‘Hong Kong 47’ trial: 14 pro-democracy activists found guilty of conspiracy to commit subversion

Forty-seven were charged over the holding of unofficial election primaries in 2020, with only 16 of them entering not-guilty pleas

The European Union, the United States and international human rights organisations have criticised the conviction of 14 Hong Kong democracy activists for subversion under a national-security law imposed by Beijing. The 14 were among 47 former politicians, academics, journalists and other activists charged with conspiracy to commit subversion.

Thirty-one of those arrested in dawn raids three years ago pleaded guilty and two were acquitted on Thursday, the first time anyone has received a verdict other than guilty since the national-security law was imposed in 2020. Prosecutors said they would appeal the not-guilty verdicts and the two men remain on bail pending the outcome of the appeal.

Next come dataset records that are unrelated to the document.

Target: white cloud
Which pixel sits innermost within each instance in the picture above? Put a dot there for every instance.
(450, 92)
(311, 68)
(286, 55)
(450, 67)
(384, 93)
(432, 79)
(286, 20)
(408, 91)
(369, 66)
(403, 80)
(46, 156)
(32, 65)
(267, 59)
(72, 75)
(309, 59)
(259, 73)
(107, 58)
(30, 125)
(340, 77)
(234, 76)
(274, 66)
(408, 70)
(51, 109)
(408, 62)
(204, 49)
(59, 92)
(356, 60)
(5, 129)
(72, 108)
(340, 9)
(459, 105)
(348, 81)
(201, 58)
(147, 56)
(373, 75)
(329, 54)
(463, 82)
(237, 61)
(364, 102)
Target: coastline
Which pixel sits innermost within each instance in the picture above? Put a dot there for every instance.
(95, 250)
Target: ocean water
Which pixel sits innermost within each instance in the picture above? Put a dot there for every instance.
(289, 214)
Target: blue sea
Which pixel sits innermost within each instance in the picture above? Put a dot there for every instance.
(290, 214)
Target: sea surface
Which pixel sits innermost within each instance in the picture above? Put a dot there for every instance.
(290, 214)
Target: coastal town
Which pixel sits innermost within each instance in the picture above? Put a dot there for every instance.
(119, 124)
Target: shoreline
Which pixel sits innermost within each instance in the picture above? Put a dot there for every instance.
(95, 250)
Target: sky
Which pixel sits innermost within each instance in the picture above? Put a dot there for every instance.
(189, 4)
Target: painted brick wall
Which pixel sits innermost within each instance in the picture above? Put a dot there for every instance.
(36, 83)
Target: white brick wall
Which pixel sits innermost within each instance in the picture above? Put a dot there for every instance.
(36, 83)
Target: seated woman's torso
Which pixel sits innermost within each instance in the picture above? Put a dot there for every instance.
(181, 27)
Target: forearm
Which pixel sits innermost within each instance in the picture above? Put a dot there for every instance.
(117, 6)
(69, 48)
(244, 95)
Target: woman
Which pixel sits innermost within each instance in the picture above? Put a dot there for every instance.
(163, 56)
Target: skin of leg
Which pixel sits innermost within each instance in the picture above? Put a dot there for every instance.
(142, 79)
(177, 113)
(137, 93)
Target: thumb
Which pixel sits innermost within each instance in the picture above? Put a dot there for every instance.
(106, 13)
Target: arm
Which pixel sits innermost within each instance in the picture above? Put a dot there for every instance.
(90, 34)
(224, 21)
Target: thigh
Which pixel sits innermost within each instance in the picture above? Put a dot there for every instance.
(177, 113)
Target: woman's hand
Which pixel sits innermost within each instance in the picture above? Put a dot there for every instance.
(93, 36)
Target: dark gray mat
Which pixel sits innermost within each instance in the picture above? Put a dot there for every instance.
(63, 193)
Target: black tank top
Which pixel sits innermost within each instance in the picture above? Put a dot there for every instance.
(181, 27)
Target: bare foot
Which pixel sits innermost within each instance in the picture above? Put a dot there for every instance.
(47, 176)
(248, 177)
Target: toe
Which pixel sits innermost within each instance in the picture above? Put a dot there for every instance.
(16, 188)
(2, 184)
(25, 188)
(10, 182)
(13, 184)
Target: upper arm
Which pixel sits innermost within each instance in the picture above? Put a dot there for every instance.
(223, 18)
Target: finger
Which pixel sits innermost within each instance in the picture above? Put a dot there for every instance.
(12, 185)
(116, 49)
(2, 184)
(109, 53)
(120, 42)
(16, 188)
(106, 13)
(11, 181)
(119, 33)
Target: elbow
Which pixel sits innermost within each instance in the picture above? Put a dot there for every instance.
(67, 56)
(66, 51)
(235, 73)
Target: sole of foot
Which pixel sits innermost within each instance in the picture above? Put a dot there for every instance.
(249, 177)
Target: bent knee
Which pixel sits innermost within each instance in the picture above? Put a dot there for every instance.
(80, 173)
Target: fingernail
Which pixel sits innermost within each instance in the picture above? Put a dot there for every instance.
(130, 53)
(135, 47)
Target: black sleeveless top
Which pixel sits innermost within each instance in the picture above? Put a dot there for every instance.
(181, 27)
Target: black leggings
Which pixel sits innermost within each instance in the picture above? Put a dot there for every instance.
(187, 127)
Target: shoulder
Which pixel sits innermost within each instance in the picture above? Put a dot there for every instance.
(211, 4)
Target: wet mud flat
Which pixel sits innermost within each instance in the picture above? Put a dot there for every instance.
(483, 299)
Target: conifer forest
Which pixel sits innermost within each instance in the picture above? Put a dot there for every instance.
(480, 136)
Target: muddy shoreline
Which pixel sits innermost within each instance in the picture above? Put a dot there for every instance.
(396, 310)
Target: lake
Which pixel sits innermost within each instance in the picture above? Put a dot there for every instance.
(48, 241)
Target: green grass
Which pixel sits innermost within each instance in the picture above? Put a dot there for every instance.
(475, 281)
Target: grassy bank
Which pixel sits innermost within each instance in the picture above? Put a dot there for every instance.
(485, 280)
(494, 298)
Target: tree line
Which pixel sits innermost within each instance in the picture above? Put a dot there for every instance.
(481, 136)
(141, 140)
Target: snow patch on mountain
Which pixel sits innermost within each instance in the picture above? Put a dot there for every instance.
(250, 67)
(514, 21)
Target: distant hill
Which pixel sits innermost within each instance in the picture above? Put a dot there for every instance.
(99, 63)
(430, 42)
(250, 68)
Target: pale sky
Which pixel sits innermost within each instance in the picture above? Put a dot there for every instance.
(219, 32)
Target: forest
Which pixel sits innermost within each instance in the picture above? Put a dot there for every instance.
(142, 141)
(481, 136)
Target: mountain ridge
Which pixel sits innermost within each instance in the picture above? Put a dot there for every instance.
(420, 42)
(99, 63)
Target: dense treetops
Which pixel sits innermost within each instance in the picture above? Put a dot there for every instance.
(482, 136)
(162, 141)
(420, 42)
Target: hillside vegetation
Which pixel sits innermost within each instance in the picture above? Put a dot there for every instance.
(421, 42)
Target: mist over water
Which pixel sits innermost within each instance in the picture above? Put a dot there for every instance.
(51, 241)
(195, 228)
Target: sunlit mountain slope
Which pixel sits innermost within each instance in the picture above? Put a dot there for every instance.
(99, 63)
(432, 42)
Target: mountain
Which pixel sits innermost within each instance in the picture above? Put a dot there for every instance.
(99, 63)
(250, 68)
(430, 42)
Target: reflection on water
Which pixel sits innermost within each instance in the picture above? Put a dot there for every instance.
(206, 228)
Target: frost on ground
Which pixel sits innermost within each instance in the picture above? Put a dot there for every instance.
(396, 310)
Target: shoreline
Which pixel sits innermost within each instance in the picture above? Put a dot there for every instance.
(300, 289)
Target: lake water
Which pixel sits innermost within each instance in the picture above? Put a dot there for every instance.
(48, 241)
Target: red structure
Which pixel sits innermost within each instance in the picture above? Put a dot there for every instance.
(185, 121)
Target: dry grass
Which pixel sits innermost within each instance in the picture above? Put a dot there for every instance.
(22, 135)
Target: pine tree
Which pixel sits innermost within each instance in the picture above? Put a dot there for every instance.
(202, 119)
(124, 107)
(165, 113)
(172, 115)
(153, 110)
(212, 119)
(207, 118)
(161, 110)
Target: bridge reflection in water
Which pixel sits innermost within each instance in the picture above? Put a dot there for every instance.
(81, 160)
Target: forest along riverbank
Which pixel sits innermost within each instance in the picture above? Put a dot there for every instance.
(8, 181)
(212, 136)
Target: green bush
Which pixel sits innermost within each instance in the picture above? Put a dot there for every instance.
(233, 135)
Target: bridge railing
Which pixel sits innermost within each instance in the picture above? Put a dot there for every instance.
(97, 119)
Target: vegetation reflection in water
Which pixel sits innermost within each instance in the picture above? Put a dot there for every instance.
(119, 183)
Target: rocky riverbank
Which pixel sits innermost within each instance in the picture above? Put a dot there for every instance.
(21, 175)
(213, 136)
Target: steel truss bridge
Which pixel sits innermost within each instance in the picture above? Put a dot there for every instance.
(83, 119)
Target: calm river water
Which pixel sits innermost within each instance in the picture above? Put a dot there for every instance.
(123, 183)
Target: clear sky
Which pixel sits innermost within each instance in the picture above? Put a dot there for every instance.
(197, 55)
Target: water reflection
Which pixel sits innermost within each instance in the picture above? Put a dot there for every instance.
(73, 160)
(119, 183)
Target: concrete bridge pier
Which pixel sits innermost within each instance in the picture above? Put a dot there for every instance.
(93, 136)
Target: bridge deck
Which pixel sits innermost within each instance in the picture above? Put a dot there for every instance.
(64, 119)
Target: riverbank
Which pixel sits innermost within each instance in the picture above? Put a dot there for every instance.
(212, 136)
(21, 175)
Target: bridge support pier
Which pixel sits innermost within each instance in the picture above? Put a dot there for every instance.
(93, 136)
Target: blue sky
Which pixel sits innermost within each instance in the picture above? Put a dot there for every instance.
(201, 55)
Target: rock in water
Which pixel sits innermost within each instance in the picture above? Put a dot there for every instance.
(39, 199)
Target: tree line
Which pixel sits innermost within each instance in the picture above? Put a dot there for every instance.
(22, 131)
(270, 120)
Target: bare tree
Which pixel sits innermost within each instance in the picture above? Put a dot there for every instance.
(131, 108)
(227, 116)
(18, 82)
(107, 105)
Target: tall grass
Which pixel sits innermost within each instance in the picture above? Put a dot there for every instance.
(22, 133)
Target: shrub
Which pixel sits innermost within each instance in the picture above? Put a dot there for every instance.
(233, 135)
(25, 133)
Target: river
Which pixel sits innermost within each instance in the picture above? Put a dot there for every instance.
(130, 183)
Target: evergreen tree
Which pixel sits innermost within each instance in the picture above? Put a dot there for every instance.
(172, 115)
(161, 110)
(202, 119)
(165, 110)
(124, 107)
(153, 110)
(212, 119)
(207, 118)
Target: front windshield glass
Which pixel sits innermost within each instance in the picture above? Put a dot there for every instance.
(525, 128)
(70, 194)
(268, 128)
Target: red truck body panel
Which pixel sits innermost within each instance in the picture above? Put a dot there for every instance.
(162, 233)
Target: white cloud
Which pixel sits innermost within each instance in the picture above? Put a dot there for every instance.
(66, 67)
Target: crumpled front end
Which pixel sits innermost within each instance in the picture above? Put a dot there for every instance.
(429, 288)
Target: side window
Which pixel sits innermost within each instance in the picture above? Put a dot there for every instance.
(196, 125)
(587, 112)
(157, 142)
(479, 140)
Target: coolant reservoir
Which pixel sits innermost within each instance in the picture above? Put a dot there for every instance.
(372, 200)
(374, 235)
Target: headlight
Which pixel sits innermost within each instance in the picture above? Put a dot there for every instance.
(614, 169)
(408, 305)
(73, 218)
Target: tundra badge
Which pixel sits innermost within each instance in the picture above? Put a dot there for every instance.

Sentencing of the 14 defendants found guilty on Thursday and the 31 who pleaded guilty will take place later this summer. The offences carry penalties of between three years and life in prison. The EU said the convictions marked a further deterioration of fundamental freedoms and democratic participation in Hong Kong.

“The EU is deeply concerned about the politically motivated prosecution of the 47 pro-democracy advocates, the prolonged pretrial detention and the denial of bail for a majority of the defendants, undermining confidence in the rule of law as enshrined in the Hong Kong Basic Law,” European External Action Service spokeswoman Nabila Massrali said.


“The case also puts into question Hong Kong’s commitment to openness and pluralism, which have been cornerstones of the city’s attractiveness as an international commercial and financial centre.”

The case centred on unofficial primaries organised by pro-democracy politicians in July 2020 ahead of planned legislative elections in Hong Kong. They hoped to boost their chances of winning a controlling majority in the legislature and to block government legislation until democracy activists’ demands were met.

Prosecutors argued that the plan amounted to subversion because it would block the budget and halt the functioning of the administration. The panel of three judges rejected defence arguments that the defendants did not know they were breaking the new national-security law and that the legislation required an intention to commit violence for a subversion conviction.

Amnesty International’s China director Sarah Brooks described the trial as a sham and said the verdicts sent a message to anyone who opposed the government in Hong Kong to stay quiet or face jail.

“This unprecedented mass conviction is the most ruthless illustration yet of how Hong Kong’s national-security law is weaponised to silence dissent. It represents a near-total purge of the political opposition and highlights the rapid disintegration of human rights in Hong Kong,” she said.

“To imprison these men and women, having already kept most of the 47 in pretrial detention for more than three years, is a brazen injustice. None of those convicted have committed an internationally recognised crime; they have been targeted simply for exercising their rights to freedom of expression, association and participation in public affairs.”

China’s foreign ministry spokeswoman Mao Ning accused foreign governments of attempting to smear Hong Kong and its justice system and expressed support for the application of the national-security law.

“Hong Kong is a society under the rule of law. To abide by the law and bring lawbreakers to justice is a basic principle. No one should be allowed to use democracy as a pretext to engage in unlawful activities and escape justice,” she said.